The pro-reform Iran Participation Front (Jebhe Mosharekat Iran Islami) issued a statement on Saturday in which in addition to warning government elements over their drive to forcefully extract so-called confessions from those who had been detained in recent protests against elections in Iran, declared that the ruling faction in Iran is “not content in attaining power by any means and is now working on an extensive domestic purge of the legal political opposition.” The statement was issued after Iran’s state-run television network aired a forced confession of Amir Hossein Mahdavi, the imprisoned editor of reformist newspaper Andishe No (New Thought) which supports Mir-Hossein Mousavi.

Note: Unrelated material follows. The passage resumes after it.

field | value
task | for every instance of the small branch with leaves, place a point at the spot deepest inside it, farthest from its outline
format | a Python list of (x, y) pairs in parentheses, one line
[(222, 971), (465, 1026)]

The Front through it statement specifically said that “any so called confessions that are extracted from detainees under pressure in prison is not legal and cannot be used a reference.”

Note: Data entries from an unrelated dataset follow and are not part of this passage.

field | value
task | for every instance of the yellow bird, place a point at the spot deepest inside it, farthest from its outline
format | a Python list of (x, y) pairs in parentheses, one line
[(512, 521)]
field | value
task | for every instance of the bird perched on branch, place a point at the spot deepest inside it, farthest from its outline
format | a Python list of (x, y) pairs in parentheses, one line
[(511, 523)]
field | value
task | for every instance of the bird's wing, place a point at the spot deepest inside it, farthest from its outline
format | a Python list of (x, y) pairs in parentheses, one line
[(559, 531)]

In a move that displays how volatile and sensitive issues in Iran have become, soon after the Front issued its statement, state-run TV and government managed newspapers aired and published texts of Amir Hossein Mahdavi’s “confessions” which also contained passages against reformist groups and associations and claimed that they had “plans” for creating unrest prior to the June 12th elections.
The “confessions” were aired on Iranian TV while there had been disturbing reports about the difficult conditions that political prisoners were under and the pressures they were subjected to in recent weeks for the purpose of extracting forced confessions from them. In a related news report, New York based Human Rights Watch organization published a report a few days ago in which it expressed its concern that Saeed Mortezavi had been in charge of the recent arrests in Iran. According to HRW, Mortezavi has left his footprint in such cases as the murder Zahra Kazemi, the arrest of student and political activists, including those related to the arrest of web bloggers and the tortures and pressures that had been exerted on prisoners in order to extract forced confessions from them.
Fakhral-Sadat Mohtashemipour, the wife of Mostafa Tajzadeh, who is a former senior official in president Khatami’s reformist administration in late 1990s and early 2000 told Emrouz news site a few days ago that she was concerned about the prosecutor’s efforts to extract forced confessions from political prisoners, adding, “any reference and usage of words or remarks made under current conditions are void of any credibility and we denounce such behavior before they take place.”